Un jour il se présenta à l'un de ses supérieurs et lui expo­sa /195/ toutes ses inquiétudes. Le supérieur essaya de l'apaiser en lui disant :

- Est-ce que tu ne donnes pas à ton corps le pain maté­riel avec une grande fréquence ?

- Oui, certainement.

- Si donc nous donnons si souvent le pain matériel à notre corps qui doit vivre seulement pour un temps en ce monde, pourquoi ne devons-nous pas donner souvent, et même chaque jour, à l'âme son pain spirituel, qui est la sainte communion ? (saint Augustin).

- Mais il me semble que je ne suis pas assez bon pour communier aussi souvent.-

- Précisément pour devenir meilleur il est bon de com­munier souvent. Ce ne sont pas les saints que Jésus a invités à se nourrir de son corps, mais les faibles, les fatigués, c'est­à-dire ceux qui, tout en ayant le péché en horreur, sont en grand danger d'y retomber à cause de leur faiblesse. « Ve­nez tous à moi, dit-il, vous qui êtes affligés et épuisés, et je referai vos forces ».

- Il me semble qu'en communiant plus rarement on le fait avec une plus grande dévotion.

- Peut-être. Ce qui en tout cas est certain, c'est que le bon usage des choses nous est enseigné par leur pratique. Qui fait souvent une chose apprend la juste façon de la fai­re. Ainsi celui qui communie fréquemment apprend com­ment bien communier.

- Mais celui qui mange plus rarement mange de meil­leur appétit.

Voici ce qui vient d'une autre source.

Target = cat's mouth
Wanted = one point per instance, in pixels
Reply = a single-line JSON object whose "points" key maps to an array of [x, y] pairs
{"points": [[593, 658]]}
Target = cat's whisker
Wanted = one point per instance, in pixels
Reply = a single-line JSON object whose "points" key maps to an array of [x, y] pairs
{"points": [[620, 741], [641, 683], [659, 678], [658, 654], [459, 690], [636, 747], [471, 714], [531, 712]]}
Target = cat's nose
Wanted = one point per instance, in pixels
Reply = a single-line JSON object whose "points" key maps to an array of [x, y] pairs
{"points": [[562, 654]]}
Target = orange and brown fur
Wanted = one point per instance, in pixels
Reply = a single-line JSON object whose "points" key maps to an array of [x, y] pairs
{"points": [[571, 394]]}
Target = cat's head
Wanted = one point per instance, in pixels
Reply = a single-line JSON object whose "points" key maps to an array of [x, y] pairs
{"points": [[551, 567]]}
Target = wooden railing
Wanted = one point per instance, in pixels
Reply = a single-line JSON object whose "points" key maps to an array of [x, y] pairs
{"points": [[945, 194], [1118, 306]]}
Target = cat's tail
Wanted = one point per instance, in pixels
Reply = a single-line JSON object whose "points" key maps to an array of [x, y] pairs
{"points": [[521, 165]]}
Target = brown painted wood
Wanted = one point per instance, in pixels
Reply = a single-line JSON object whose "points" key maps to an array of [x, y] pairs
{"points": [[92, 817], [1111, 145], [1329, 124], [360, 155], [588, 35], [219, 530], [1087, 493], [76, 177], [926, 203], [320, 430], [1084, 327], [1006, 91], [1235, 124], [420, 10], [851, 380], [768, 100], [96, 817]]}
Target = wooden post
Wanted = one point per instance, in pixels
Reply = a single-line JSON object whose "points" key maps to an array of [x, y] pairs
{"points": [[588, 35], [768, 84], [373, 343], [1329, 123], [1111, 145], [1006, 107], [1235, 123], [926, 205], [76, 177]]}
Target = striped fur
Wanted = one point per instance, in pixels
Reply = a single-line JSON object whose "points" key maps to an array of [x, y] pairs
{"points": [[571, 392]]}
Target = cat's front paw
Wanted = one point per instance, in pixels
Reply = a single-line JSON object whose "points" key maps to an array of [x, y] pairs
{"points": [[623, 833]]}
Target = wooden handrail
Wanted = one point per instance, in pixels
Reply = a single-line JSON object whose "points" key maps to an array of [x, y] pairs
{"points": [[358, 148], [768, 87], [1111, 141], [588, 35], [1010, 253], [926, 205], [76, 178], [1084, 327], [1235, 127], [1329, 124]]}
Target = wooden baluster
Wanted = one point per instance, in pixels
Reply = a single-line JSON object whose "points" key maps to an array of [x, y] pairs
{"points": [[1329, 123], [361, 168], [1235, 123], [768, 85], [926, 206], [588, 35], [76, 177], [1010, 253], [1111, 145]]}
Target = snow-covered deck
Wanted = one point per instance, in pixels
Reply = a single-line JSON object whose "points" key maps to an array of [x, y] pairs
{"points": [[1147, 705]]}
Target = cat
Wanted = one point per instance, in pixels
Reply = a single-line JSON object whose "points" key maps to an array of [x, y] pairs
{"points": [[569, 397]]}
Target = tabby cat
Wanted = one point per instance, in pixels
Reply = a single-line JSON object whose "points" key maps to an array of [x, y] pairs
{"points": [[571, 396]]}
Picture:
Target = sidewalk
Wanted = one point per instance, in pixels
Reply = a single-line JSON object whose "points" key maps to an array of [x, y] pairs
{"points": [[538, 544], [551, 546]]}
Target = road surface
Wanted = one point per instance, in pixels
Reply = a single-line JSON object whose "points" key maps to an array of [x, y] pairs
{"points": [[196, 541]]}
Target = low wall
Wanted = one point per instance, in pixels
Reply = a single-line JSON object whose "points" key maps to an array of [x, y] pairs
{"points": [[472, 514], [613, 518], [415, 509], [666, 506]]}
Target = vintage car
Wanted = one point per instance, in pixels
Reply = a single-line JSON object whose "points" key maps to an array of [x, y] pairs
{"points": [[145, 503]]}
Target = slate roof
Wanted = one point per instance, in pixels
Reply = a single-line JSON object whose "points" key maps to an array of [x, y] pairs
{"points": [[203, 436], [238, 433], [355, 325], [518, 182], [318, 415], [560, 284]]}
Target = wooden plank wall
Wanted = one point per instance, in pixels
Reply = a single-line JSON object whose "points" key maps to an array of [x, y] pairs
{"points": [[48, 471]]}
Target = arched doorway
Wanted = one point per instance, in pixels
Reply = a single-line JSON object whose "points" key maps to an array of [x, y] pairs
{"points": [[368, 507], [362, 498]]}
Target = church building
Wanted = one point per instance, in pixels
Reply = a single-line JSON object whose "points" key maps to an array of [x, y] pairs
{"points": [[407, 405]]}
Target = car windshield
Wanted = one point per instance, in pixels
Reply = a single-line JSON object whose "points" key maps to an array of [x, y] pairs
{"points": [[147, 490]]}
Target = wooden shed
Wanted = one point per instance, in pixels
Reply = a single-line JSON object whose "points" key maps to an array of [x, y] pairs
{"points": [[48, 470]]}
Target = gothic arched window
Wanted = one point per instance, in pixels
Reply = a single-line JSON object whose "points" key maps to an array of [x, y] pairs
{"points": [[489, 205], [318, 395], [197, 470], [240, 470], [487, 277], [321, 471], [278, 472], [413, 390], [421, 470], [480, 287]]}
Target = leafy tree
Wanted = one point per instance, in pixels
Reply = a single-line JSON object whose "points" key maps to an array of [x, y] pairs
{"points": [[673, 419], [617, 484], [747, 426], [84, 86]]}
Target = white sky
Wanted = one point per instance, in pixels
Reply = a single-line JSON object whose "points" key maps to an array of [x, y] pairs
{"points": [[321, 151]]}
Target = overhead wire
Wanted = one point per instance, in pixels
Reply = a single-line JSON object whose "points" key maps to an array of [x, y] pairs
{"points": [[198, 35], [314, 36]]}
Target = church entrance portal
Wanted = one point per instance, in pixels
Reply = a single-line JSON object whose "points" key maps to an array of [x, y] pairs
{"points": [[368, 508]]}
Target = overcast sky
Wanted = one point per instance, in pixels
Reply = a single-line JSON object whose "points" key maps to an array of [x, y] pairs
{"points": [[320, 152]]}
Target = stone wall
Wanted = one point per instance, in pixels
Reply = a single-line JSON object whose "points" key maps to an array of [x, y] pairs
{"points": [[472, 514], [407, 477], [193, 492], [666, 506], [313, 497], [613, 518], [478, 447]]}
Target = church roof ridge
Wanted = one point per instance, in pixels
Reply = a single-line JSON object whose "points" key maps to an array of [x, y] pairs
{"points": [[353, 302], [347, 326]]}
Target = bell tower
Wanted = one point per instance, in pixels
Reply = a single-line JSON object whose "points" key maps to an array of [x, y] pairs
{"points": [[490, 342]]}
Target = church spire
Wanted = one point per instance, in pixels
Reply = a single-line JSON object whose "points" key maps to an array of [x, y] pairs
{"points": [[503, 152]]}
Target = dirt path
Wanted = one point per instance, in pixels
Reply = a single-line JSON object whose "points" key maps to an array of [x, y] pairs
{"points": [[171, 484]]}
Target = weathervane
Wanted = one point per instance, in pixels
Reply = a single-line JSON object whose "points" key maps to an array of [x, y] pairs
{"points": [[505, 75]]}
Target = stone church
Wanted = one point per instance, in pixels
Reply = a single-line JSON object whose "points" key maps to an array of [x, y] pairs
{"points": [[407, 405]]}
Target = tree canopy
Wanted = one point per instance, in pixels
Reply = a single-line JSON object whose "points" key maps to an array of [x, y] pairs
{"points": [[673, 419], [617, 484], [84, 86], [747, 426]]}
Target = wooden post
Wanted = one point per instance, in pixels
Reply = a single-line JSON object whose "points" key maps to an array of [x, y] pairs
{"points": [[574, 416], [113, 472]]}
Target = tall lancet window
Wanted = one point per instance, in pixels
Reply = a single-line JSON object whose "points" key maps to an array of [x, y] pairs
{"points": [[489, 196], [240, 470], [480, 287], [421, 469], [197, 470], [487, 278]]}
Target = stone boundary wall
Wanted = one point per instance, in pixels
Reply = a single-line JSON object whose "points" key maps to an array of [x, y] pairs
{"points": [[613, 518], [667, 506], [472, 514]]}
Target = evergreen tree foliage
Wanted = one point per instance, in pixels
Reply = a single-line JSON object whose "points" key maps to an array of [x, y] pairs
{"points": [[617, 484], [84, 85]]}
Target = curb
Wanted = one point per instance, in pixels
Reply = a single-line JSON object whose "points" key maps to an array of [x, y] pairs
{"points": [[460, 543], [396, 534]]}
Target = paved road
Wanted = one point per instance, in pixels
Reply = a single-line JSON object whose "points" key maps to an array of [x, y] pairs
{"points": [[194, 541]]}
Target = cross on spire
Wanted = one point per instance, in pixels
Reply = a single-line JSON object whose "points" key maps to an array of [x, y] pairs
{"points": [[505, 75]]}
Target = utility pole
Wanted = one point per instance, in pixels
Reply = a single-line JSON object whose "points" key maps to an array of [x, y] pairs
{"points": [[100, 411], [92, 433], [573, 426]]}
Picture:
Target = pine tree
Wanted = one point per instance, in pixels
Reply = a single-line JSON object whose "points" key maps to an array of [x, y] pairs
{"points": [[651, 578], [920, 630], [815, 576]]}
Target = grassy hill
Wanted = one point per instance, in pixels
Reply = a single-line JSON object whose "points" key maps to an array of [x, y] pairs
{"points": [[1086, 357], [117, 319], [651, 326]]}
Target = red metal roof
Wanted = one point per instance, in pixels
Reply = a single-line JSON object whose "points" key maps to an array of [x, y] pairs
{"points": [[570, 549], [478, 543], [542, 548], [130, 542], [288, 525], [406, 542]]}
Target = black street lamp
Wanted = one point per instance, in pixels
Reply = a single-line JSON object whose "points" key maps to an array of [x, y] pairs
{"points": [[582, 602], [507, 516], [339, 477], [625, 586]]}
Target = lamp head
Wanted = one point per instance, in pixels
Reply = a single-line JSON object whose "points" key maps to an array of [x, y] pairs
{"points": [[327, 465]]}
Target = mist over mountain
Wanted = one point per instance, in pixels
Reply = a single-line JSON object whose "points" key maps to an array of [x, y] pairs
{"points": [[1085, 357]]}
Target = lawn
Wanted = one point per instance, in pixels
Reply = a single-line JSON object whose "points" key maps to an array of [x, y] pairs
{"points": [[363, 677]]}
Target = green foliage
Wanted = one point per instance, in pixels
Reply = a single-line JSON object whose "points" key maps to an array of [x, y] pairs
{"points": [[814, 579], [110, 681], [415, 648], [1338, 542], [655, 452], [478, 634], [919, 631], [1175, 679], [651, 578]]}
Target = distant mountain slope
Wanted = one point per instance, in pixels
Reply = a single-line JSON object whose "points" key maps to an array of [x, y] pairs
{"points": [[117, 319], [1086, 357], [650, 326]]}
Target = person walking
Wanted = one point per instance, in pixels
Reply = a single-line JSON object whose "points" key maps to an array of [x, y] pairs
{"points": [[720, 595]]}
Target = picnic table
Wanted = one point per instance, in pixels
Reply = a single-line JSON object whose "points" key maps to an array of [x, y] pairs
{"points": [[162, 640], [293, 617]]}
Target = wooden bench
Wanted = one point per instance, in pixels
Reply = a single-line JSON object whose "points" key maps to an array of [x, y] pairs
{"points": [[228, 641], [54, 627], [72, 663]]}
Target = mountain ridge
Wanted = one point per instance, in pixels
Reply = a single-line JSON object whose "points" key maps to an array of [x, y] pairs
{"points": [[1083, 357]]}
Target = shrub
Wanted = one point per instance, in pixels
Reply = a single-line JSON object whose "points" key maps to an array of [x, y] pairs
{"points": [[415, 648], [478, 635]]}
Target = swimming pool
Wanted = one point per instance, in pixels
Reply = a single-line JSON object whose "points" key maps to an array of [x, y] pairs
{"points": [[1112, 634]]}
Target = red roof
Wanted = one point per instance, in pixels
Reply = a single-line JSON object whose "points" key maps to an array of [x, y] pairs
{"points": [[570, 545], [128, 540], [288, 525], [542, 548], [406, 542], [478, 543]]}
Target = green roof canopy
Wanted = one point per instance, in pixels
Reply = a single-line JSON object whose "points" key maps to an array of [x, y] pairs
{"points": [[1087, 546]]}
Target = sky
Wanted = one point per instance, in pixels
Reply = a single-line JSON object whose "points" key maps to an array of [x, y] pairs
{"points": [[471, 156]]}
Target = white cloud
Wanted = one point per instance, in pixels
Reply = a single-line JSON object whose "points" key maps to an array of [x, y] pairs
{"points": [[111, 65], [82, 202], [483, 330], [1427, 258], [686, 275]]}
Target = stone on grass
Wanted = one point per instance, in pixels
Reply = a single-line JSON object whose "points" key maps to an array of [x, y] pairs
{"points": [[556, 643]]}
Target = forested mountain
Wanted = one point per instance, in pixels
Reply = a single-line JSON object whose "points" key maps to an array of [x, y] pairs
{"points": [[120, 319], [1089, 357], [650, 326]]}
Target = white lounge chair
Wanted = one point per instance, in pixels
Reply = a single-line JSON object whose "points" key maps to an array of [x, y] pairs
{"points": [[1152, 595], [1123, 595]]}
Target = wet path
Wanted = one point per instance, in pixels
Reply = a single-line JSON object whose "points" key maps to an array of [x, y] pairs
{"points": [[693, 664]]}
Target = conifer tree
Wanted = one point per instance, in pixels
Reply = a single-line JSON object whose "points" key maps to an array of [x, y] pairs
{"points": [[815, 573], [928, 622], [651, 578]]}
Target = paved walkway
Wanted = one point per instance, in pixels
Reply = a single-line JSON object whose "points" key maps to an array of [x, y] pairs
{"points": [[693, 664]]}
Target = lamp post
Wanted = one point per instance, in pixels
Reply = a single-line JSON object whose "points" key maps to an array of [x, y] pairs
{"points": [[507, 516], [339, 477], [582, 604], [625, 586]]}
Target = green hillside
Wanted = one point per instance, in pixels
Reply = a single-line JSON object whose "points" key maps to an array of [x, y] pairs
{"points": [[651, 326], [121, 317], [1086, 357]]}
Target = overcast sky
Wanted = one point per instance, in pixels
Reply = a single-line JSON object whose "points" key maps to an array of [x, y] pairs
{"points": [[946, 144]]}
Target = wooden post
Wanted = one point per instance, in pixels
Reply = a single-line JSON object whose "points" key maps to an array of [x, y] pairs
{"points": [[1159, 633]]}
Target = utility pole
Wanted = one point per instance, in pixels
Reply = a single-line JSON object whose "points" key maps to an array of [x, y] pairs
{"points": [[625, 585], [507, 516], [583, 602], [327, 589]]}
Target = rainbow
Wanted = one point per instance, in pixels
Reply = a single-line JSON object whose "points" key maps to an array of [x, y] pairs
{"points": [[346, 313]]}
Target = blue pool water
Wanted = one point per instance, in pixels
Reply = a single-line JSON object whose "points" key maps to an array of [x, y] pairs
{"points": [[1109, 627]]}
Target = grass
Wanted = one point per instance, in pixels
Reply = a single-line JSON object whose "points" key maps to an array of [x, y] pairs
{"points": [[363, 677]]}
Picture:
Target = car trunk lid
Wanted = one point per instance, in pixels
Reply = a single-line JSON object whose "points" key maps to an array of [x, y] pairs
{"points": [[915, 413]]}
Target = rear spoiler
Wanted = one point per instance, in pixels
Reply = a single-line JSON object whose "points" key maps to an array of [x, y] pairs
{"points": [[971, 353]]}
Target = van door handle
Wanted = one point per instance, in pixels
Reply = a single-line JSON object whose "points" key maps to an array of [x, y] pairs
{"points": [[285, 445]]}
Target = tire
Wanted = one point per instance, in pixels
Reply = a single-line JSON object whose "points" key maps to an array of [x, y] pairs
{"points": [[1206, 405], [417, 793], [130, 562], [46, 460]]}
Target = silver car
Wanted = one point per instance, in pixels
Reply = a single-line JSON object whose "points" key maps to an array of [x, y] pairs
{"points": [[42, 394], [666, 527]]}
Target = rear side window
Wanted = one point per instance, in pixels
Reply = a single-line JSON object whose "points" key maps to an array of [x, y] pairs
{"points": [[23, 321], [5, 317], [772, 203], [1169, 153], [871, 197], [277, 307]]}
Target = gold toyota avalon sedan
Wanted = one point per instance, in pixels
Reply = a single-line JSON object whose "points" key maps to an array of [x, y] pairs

- Celui qui mange très rarement et passe plusieurs jours sans manger, ou bien tombe de faiblesse ou bien meurt de faim, ou bien lorsqu'il se remet à manger court le danger de faire une indigestion catastrophique.

- S'il en est ainsi, j'aurai soin à l'avenir de communier très souvent, car je vois vraiment que c'est un puissant mo­yen de devenir meilleur. /196/

- Va communier selon la fréquence que ton confesseur t'indiquera.

- Il me dit d'y aller toutes les fois que je suis sans in­quiétude de conscience.

- Très bien. Suis ce conseil. Quoi qu'il en soit, je veux te faire remarquer que notre Seigneur Jésus-Christ nous in­vite à manger son Corps et à boire son Sang toutes les fois que nous nous trouvons en quelque besoin spirituel, et en ce monde nous vivons en un besoin continuel. Il est allé jus­qu'à dire :« Si vous ne mangez mon Corps et si vous ne bu­vez mon Sang, vous n'aurez pas la vie en vous ». Pour cette raison, au temps des apôtres, les chrétiens étaient assidus à la prière et au repas du pain eucharistique. Dans les pre­miers siècles, quiconque allait écouter la sainte messe y fai­sait la sainte communion. Et celui qui écoutait la messe cha­que jour y communiait aussi chaque jour. Enfin, l'Eglise catholique, parlant officiellement au Concile de Trente, recommande aux chrétiens d'assister aussi souvent qu'il leur est possible au très saint sacrifice de la messe, et use entre autres de ces expressions remarquables : « Le saint Concile désire souverainement qu'à toutes les messes les fidèles pré­sents fassent la communion non seulement spirituelle, mais aussi sacramentelle, afin qu'ils retirent un fruit plus abon­dant de cet auguste sacrifice » (session 22, chap. 6).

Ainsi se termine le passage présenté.